The ultimate proof that critics cannot bring pressure to bear is that no pressure is ever brought to bear on us. We get herded into the slaughterhouse with the rest of the doomed cattle. How different it would be if we could influence our readers. Individual boxes would be hoovered and primped in advance of our arrival. Hostesses would usher us up secret back stairs. We would each relax on a voluptuous throne surrounded by nosegays of lilies and glasses of iced Krug, with a lightly chilled chorus girl to enjoy during the break. Not even Charlie Spencer gets that sort of treatment.
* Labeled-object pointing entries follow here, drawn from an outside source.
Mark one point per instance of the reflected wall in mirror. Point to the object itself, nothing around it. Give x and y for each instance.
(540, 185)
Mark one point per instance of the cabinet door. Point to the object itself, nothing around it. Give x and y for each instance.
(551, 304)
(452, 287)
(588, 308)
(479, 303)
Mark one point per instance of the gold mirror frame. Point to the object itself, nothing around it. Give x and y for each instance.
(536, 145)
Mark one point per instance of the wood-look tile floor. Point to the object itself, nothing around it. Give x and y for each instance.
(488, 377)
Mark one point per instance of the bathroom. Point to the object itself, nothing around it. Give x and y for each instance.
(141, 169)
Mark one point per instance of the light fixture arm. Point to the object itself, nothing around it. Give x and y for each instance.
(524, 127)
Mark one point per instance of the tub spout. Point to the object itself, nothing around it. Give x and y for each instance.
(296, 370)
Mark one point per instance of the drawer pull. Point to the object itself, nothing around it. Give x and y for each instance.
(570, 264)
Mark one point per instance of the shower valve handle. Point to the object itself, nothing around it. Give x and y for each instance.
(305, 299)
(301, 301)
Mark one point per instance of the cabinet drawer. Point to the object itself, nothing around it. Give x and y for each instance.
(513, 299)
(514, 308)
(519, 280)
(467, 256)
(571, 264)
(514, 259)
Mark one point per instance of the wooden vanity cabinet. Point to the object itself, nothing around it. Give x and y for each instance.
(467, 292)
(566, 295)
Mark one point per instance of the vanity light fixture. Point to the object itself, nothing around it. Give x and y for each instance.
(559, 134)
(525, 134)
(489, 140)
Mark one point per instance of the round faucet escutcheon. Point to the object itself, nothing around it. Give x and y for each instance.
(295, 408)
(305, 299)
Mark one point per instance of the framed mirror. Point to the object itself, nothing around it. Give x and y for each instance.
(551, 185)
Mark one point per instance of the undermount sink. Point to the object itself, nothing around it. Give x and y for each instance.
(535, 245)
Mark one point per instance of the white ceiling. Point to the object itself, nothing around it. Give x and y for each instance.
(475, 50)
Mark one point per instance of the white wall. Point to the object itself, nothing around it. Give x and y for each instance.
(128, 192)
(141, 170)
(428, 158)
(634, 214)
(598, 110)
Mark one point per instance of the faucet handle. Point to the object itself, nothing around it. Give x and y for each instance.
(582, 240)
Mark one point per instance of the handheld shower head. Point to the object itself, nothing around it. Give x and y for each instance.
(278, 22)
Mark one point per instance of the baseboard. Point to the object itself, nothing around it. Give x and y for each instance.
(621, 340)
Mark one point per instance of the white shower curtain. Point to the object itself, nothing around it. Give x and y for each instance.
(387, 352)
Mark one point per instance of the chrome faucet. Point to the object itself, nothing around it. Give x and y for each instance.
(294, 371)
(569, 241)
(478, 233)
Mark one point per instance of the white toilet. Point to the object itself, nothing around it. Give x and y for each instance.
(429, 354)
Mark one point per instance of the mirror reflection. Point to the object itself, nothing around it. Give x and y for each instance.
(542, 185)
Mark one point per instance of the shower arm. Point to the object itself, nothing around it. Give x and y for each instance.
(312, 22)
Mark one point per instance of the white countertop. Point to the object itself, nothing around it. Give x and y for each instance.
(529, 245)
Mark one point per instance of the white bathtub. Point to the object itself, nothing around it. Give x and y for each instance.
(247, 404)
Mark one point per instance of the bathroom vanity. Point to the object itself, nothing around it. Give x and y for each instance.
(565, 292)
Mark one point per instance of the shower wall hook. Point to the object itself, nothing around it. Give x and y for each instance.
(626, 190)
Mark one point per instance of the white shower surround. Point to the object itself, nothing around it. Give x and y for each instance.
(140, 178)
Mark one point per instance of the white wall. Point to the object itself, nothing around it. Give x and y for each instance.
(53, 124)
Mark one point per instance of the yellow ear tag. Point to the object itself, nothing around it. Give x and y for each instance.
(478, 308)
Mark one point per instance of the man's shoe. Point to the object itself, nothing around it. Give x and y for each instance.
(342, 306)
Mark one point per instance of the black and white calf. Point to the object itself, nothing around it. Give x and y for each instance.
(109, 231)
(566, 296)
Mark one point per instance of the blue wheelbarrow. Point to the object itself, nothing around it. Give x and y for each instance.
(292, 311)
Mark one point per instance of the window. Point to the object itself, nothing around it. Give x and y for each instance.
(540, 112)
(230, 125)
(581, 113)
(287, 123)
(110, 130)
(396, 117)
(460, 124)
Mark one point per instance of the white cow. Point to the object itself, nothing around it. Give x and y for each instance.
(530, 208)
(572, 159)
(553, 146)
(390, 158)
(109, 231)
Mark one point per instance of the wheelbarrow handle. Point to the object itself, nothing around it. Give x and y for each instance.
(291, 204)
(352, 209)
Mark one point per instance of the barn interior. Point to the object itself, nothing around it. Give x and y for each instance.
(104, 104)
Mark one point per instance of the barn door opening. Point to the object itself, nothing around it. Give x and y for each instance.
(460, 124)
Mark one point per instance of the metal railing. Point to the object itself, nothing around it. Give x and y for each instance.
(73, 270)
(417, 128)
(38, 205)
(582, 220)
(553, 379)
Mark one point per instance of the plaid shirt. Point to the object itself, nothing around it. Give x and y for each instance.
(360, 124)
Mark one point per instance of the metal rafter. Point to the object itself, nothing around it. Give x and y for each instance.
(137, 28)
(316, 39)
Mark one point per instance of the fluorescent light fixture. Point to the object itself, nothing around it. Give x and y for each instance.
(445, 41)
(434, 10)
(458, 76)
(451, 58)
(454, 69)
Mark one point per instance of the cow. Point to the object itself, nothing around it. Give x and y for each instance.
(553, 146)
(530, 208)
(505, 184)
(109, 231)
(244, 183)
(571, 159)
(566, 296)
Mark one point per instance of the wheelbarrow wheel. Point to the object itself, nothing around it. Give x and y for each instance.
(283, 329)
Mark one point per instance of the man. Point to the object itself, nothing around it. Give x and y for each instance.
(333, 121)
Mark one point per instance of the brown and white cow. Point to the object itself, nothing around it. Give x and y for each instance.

But if the critics can't swell the stalls, who does? What mystifies reviewers about the West End is how it survives at all. Of the 30-odd shows now running, I assure you 28 are about as much fun as a housefire. The inescapable conclusion is that the public enjoys bad plays. It puts up with them in the same spirit of self-improving forbearance with which it tolerates slow trains, lousy cooking, rude taxi-drivers and the NHS. The bulk of the West End's custom comes from intrepid out-of-towners
who mount perhaps three brave expeditions a year usually to mark a special event with a 'family treat'. Some treat. Central London is notoriously hostile to visitors, and yet it is this very quality that makes it perversely attractive. A night at the theatre has the three indispensable features of the 'gift between loved ones'. It is a) inconvenient b) overpriced and c) useless to the recipient. I discovered this trio of factors one pinched Christmas after asking my family only for things I genuinely needed: light bulbs, potatoes and writing paper. I got nothing. My requests fell outside the parameters of the giving ritual. But a West End show boasts all the requisite disadvantages. It is arduous, costly and a complete waste of time. And if the play turns out to be rubbish, in an odd way that's a bonus. After all, you don't want to be tempted back sooner. The public has no interest in theatre that entertains; it wants theatre, that's all, If the curtain rises and falls at the advertised time, it's a success. And so out it spills at 10.05 p.m., in a mood of embattled righteousness, and into that weird atmosphere of decadence and random danger. To the sound of skirling police sirens, it picks a path to Waterloo, past the purple drunks and the knife-thin crack-waifs, and glances with delicious fascination at those sad bundles stretched out in doorways where strange hybrids lie sleeping, half-dog, half human. The tragic exotica of the capital impresses itself on the suburban play-goer very pleasantly indeed, heightening his awareness of his condition by a brief exposure to its contraries. The theatres will have been packed again this Christmas, but not with critics, I'm glad to say. We get a brief respite during the panto season. And plan to spend the holiday enjoying some serious entertainment for once, a fourhour video of The World's Scariest Police Chases.